In addition to the 26 fatalities, hospital officials said 102 people were wounded. One of those who died was a 16-year-old Australian boy, officials said, while South Koreans, Americans, Japanese and Britons were among those wounded. Earlier, officials said 36 people had died, but on Sunday morning, Sanglah Hospital in Bali -- charged with overseeing the emergency response -- reduced the number of dead to 26.
Indonesian President Susilo Bambang Yudhoyono condemned Saturday's bombings as an act of terrorism. There were no claims of responsibility. But terrorism expert Rohan Gunaratna told CNN that the attacks had the hallmarks of Jemaah Islamiyah -- a Southeast Asian terrorist group with ties to al Qaeda. "There is no other group with this level of capability," he said.
Four key militants involved in the 2002 attack have been sentenced -- three to death -- while dozens of others have also been convicted. (edition.cnn.com, 2005)

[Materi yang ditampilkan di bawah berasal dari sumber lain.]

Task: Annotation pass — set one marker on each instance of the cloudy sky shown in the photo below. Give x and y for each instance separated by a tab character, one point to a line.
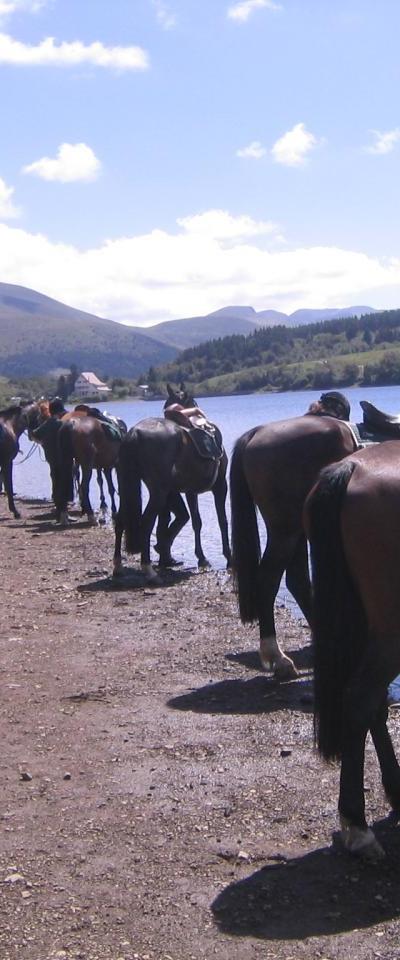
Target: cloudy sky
164	158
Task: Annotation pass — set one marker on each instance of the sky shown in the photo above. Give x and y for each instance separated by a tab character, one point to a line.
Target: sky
162	159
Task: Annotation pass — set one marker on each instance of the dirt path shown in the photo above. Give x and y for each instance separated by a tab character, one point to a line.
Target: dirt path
160	798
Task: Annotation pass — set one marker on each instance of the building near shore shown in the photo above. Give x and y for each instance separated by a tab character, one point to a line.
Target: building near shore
89	385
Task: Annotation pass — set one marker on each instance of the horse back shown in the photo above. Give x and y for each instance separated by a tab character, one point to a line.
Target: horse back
282	460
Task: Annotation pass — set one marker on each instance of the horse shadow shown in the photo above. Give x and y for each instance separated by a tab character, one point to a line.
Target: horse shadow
134	579
322	893
258	695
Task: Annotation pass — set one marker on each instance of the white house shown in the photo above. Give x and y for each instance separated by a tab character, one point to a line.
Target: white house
88	385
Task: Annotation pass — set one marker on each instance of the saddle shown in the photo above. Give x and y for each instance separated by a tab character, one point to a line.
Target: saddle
202	433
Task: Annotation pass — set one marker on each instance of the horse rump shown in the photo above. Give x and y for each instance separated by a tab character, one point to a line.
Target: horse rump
339	627
63	473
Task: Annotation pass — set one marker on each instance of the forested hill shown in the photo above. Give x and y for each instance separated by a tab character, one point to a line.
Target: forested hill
362	349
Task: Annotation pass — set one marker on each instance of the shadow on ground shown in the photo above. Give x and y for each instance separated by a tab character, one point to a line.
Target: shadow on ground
262	694
320	894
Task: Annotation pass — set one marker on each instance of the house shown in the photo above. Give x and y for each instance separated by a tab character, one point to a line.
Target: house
88	385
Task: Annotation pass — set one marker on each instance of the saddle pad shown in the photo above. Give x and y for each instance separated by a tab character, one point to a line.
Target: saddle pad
206	443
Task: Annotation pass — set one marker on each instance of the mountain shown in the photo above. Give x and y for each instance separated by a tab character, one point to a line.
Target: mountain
38	335
190	331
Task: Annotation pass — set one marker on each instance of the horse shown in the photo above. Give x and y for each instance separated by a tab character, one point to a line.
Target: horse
273	467
89	443
48	437
160	452
13	421
352	518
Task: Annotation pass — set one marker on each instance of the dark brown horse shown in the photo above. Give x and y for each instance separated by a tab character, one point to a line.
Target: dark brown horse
273	468
352	518
160	452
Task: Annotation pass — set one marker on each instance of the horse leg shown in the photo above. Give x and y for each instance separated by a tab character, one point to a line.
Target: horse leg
99	475
85	500
111	489
8	486
117	559
388	763
193	504
219	491
155	505
269	576
298	578
166	531
362	710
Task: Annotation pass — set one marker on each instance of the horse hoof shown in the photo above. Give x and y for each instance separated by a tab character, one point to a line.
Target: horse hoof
361	843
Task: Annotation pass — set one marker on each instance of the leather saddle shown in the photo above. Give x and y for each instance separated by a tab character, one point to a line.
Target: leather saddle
376	422
200	431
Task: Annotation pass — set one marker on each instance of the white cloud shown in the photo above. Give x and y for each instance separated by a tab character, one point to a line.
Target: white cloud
384	142
7	208
74	161
292	149
193	270
53	54
245	8
221	225
255	150
164	15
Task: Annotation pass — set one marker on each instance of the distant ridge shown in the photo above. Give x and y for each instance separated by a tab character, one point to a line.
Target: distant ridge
191	331
38	335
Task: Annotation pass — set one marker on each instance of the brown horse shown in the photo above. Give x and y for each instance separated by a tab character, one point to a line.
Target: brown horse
352	518
47	435
273	468
89	443
160	452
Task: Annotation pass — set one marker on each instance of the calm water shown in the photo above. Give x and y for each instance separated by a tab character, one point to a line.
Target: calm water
234	415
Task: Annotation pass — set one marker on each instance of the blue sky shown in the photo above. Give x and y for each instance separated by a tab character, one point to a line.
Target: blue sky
164	158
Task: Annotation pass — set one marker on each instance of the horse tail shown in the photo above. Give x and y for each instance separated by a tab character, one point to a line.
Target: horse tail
130	492
339	621
246	550
64	472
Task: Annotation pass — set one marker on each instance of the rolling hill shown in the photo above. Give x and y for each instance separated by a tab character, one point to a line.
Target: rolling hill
39	335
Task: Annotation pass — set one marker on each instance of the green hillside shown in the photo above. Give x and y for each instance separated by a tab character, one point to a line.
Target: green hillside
364	350
39	335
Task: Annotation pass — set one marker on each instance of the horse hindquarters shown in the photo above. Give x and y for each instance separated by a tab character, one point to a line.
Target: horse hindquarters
338	620
130	493
63	477
245	537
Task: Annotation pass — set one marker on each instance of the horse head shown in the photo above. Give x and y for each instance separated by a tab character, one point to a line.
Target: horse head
180	396
331	404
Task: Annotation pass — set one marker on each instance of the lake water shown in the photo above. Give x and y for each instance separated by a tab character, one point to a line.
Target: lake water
234	415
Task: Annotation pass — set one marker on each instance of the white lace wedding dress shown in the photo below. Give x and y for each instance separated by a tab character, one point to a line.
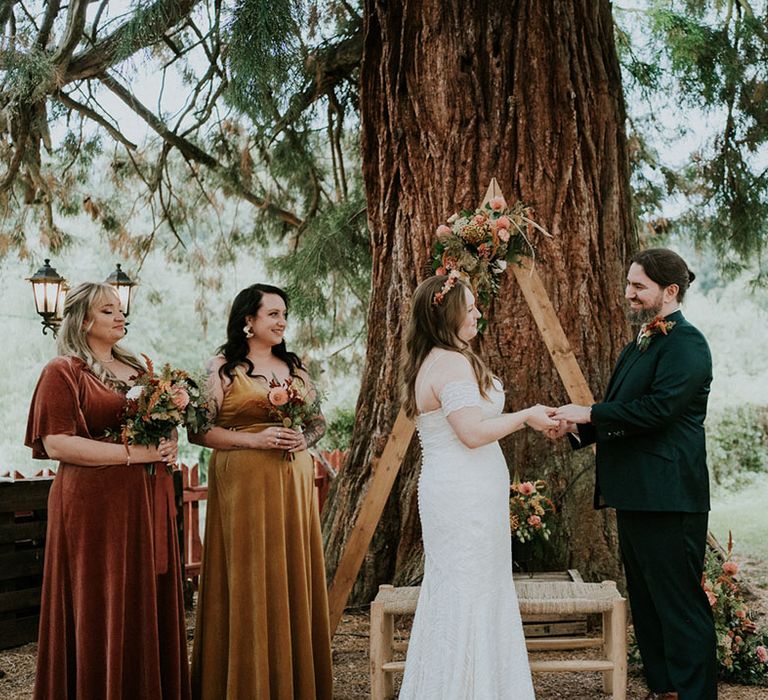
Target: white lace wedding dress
467	638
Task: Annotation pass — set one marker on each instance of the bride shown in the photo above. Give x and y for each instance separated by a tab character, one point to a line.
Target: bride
467	638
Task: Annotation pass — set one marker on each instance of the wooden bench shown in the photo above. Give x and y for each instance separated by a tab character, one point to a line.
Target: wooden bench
545	598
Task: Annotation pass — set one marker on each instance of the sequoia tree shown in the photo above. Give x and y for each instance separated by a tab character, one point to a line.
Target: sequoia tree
452	94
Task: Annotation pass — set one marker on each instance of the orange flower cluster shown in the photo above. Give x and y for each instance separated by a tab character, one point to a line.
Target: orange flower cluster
289	405
158	403
528	507
742	649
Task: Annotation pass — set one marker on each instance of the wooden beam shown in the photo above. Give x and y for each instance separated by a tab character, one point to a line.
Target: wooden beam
536	296
384	472
552	333
386	468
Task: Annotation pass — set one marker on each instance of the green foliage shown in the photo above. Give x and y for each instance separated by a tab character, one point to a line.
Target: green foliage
737	444
338	432
265	55
712	57
28	75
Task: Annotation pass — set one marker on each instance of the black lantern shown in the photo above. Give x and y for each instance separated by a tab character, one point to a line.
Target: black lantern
48	287
124	286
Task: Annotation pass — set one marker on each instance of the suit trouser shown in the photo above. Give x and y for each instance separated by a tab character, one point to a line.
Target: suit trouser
663	556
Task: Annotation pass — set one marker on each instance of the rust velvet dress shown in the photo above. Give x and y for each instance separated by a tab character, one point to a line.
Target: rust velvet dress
262	617
112	613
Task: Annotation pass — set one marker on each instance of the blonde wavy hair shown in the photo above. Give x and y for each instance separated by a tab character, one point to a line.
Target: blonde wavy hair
436	326
72	339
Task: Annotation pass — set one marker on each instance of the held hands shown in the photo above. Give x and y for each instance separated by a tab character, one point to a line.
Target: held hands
539	417
278	438
569	418
572	413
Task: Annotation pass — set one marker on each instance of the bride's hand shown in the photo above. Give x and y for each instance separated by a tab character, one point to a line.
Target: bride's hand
539	417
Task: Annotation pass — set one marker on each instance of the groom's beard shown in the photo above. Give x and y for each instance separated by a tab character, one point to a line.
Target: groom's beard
647	313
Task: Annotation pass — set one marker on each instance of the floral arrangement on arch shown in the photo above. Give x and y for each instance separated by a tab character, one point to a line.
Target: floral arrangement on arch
742	649
159	403
529	509
479	244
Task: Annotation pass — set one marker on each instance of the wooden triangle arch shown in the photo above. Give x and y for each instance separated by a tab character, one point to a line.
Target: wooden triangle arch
385	468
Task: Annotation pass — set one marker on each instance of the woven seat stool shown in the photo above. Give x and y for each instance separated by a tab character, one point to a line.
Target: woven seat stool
562	598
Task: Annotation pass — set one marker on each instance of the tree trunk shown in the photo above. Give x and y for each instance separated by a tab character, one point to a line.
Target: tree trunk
453	94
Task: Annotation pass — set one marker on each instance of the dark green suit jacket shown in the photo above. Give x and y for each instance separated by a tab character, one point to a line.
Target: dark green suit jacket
649	430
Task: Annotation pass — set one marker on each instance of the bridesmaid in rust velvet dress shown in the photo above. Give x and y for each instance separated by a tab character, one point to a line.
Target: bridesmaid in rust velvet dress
112	613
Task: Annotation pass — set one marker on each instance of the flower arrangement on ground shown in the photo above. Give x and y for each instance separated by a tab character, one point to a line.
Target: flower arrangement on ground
528	510
289	404
479	244
159	403
742	649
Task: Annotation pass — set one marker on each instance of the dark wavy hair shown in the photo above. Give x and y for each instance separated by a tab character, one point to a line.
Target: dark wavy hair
235	350
665	267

Bom Kampung Melayu ( Jawa Barat )
Hanya selang sehari setelah bom kampong melayu meledak pada Rabu 24 Mei 2017, Polri berhasil mengungkap identitas pelaku pengeboman tersebut, termasuk jaringan mereka. 

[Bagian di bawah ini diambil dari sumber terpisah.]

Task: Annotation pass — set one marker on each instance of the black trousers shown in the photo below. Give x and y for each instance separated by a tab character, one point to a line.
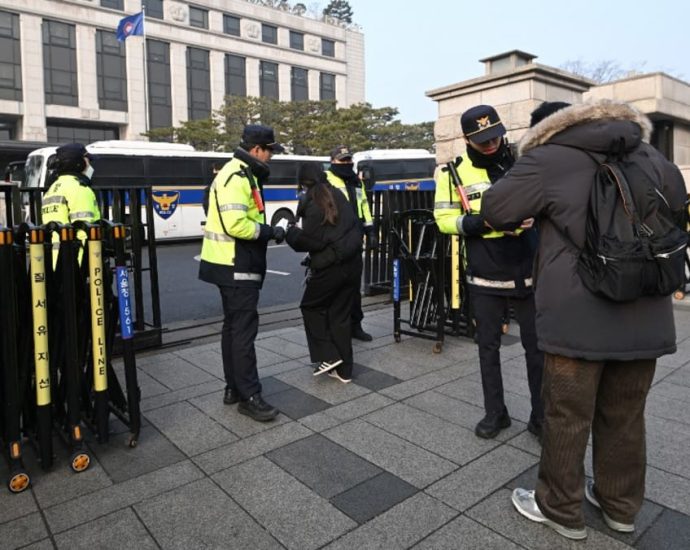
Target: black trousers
488	311
240	327
326	310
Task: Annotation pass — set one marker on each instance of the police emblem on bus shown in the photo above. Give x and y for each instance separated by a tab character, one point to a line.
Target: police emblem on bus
165	204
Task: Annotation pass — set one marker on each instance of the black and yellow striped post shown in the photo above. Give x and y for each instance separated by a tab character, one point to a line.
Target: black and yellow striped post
37	262
80	458
18	479
98	339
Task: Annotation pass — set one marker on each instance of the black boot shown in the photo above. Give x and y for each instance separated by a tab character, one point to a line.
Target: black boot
359	334
256	408
231	397
492	423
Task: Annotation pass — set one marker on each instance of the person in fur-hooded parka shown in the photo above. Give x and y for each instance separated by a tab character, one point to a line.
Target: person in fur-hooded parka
600	355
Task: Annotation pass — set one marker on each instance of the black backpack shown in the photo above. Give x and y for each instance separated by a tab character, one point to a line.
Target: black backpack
632	248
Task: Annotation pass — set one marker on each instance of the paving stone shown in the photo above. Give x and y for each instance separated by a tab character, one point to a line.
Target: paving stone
465	534
434	434
176	373
99	503
189	429
283	347
390	452
13	506
498	514
359	406
671	531
322	387
296	404
668	490
165	399
428	381
400	527
200	515
153	451
118	530
323	466
22	531
473	482
250	447
373	496
208	360
292	513
230	418
372	379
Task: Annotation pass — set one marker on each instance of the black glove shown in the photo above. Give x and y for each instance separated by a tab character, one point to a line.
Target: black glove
278	234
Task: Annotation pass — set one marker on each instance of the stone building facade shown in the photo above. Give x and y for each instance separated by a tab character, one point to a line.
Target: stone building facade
515	85
65	77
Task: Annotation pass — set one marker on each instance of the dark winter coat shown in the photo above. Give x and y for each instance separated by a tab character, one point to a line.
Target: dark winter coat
327	244
551	181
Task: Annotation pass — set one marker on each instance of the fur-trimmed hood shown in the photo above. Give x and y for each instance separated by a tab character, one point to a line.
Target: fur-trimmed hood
603	109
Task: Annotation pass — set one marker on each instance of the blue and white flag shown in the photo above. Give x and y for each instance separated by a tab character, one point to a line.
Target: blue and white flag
132	25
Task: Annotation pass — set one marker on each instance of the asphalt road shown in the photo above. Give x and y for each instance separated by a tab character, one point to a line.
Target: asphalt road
184	297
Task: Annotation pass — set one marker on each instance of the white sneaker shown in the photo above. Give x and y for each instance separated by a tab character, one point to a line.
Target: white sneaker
327	367
334	374
524	502
612	523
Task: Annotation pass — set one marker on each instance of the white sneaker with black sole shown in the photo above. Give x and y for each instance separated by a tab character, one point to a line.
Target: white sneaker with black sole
325	366
612	523
334	374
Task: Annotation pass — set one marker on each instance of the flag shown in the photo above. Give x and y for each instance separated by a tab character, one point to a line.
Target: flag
132	25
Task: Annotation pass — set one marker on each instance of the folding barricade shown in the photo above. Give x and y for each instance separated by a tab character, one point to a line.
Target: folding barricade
59	321
427	270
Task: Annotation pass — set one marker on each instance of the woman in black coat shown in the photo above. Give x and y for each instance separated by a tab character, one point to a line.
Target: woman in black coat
332	236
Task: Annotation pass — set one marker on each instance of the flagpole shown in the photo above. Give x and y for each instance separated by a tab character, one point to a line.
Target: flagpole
146	83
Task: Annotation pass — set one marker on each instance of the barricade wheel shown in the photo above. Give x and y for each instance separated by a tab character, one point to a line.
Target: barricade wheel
18	482
80	461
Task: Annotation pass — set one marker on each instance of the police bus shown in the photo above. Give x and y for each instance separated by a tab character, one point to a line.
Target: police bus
178	176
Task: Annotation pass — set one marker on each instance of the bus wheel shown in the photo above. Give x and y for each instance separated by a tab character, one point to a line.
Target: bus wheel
282	214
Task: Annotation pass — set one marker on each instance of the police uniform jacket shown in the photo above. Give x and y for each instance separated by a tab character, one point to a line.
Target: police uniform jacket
496	262
233	251
327	244
552	181
360	204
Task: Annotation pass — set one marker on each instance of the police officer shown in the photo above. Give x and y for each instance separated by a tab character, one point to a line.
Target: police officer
341	175
233	257
498	264
70	198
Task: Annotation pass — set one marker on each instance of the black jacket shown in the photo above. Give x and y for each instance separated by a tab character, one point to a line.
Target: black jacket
552	181
327	244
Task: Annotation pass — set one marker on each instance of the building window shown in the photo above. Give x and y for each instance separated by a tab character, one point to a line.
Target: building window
231	25
198	17
198	84
326	86
296	40
68	133
111	72
299	84
327	47
114	4
269	34
158	67
10	57
235	75
154	8
60	63
268	79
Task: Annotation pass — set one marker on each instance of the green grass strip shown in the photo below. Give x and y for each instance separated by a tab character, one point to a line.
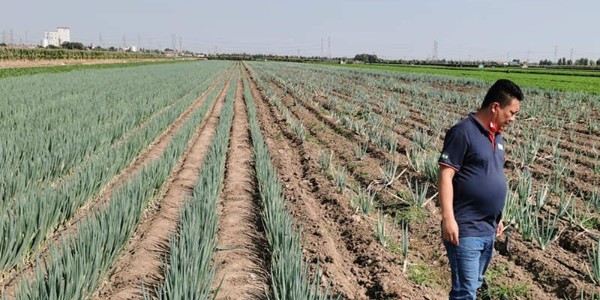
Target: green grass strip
14	72
575	81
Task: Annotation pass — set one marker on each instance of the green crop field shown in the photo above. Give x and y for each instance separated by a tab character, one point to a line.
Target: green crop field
563	80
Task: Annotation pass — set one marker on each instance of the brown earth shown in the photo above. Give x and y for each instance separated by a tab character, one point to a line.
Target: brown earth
241	261
352	262
142	259
536	287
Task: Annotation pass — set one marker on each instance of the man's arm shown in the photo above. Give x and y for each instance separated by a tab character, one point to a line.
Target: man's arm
446	194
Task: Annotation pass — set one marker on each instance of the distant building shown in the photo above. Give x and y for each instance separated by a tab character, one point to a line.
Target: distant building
56	38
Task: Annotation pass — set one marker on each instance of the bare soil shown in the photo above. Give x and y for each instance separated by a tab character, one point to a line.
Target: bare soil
352	262
242	262
143	256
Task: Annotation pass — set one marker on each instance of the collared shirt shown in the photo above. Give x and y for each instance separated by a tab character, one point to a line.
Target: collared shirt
479	184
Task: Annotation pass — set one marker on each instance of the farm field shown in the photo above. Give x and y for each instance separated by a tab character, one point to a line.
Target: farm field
276	180
563	80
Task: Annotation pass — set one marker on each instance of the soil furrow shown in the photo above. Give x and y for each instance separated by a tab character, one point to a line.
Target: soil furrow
351	261
142	258
242	264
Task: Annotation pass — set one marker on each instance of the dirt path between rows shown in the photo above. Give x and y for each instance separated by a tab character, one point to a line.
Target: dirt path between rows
142	259
154	151
242	262
352	263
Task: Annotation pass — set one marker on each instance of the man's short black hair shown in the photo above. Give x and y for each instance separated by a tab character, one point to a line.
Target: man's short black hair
502	91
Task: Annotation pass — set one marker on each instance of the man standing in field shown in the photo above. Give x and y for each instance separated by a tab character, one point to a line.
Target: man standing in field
472	187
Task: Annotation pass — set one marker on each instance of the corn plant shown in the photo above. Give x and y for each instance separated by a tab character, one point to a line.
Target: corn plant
384	236
325	161
360	150
364	200
594	260
405	242
546	230
340	179
389	171
418	196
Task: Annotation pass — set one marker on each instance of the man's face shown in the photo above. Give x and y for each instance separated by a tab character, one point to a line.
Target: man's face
506	115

Dalam keterangan persnya di RS Polri Jakarta Timur, Jumat 26 Mei 2017, Kapolri Jenderal Polisi Tito Karnavian mengatakan, bomber berjumlah dua orang dan tewas di lokasi saat bom diledakkan. Kini jenazah keduanya masih berada di Rumah Sakit Polri Kramatjati.
Berdasarkan hasil penyidikan Detasemen Khusus (Densus) 88 Antiteror, kedua bomber masing-masing bernama Iwan Nursalam dan Ahmad Syukri. "Berdasarkan oleh TKP, dua pelaku sudah teridentifikasi melalui ciri fisik serta DNA yang dilakukan sore ini," kata Kapolri Tito. (news.liputan6.com, 2017)
Dari beberapa contoh aksi terorisme yang dipaparkan penulis, bisa terlihat jika rata – rata pelaku penyerangan menggunakan metode pengeboman. Jika dilihat dari sejarahnya, bom telah digunakan sejak masa Napoleon, untuk memperluas kerusakan yang melebihi sasarannya sendiri. (A. M. Hendropriyono 2009)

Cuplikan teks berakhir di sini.